Locator: 470627FORD.
Data points and comments from the article:
- Ford's traditional business, known as Ford Blue, reported adjusted earnings that were down 66% compared to a year earlier
- Ford has faced years of inflated warranty costs, which have affected its earnings
- sales of Ford Motor trucks and other commercial vehicles led the automaker to beat Wall Street’s earnings estimates for the first quarter, offsetting losses of its electric vehicles.
- the automaker now expects to generate adjusted free cash flow of $6.5 billion to $7.5 billion, up from a previous outlook of $6 billion to $7 billion.
- its forecast for capital expenditures is now $8 billion to $9 billion, narrower than the $8 billion to $9.5 billion range it originally estimated.
- EPS: 49 cents adjusted vs 42 cents expected;
- automotive revenue: $39.89 billion vs $40.10 billion expected
- Ford’s overall revenue for the first quarter, including its credit business, increased about 3% year over year to $42.78 billion.
- net income for the period was $1.33 billion, or 33 cents per share, compared with $1.76 billion, or 44 cents, a year earlier.
- adjusted EBIT declined 18% year over year to $2.76 billion, or 49 cents per share.
This report seems it was written by Phil Le Beau.
Below is the story of Ford's EV business as reported by CNN: link here.
From the linked article:
Ford’s electric vehicle unit reported that losses soared in the first quarter to $1.3 billion, or $132,000 for each of the 10,000 vehicles it sold in the first three months of the year, helping to drag down earnings for the company overall.
Ford, like most automakers, has announced plans to shift from traditional gas-powered vehicles to EVs in coming years.
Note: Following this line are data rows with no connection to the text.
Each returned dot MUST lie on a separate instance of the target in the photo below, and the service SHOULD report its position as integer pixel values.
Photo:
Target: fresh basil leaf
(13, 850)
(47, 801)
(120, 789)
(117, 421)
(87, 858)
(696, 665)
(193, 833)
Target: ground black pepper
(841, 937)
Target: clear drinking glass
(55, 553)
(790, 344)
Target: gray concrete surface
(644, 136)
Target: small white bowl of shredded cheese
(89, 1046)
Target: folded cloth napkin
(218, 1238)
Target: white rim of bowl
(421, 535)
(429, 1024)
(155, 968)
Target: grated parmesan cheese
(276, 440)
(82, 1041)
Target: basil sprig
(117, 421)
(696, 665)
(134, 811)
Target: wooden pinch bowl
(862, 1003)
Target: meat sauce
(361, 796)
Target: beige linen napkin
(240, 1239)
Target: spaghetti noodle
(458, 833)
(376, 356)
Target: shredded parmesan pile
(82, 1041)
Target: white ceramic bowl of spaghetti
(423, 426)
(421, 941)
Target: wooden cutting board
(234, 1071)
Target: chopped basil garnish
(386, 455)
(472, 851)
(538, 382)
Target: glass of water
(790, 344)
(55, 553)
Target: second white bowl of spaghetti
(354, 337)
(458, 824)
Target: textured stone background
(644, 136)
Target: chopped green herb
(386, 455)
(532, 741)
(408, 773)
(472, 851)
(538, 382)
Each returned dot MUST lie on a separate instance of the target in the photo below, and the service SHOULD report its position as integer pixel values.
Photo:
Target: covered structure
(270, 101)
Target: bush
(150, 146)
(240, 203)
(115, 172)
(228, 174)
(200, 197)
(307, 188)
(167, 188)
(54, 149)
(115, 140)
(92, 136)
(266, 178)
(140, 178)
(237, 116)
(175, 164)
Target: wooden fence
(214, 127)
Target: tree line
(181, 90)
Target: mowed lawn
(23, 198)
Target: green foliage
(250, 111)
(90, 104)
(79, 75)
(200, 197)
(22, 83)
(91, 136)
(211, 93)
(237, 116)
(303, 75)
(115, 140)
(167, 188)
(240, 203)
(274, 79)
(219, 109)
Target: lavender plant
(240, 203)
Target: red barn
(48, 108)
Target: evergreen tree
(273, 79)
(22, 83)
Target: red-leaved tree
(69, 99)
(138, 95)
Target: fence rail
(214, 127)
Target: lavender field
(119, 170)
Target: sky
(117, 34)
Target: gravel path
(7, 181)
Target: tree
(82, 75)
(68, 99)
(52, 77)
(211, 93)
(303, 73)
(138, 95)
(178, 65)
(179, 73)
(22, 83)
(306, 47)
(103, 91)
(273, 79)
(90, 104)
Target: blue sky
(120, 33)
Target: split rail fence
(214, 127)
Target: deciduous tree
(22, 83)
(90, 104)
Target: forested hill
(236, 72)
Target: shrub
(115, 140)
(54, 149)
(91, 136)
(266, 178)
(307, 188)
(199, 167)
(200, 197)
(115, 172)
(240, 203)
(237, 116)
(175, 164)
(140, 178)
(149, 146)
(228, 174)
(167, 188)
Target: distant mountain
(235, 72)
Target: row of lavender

But it is the only traditional automaker to break out results of its retail EV sales. And the results it reported Wednesday show another sign of the profit pressures on the EV business at Ford and other automakers.
The EV unit, which Ford calls Model e, sold 10,000 vehicles in the quarter, down 20% from the number it sold a year earlier. And its revenue plunged 84% to about $100 million, which Ford attributed mostly to price cuts for EVs across the industry. That resulted in the $1.3 billion loss before interest and taxes (EBIT), and the massive per-vehicle loss in the Model e unit.
The losses go far beyond the cost of building and selling those 10,000 cars, according to Ford. Instead the losses include hundreds of millions being spent on research and development of the next generation of EVs for Ford. Those investments are years away from paying off.
And that means this is not the end of the losses in the unit - Ford said it expects Model e will have EBIT losses of $5 billion for the full year.
The company said it is its “intention” to be have EV pricing cover the actual costs of building each EV, rather than covering all the research and development costs, within the next 12 months. But a price war among EVs for about a year and a half has made even that measure of profitability very difficult said Ford CFO John Lawler. He said while Ford has removed about $5,000 in cost on each Mustang Mach-E, “revenue is dropping faster than we can take out the cost.”
In 2023, Ford Model e reported a full-year EBIT loss of $4.7 billion on sales of 116,000 EVs, or an average of $40,525 per vehicle, just more than a third of the first quarter loss.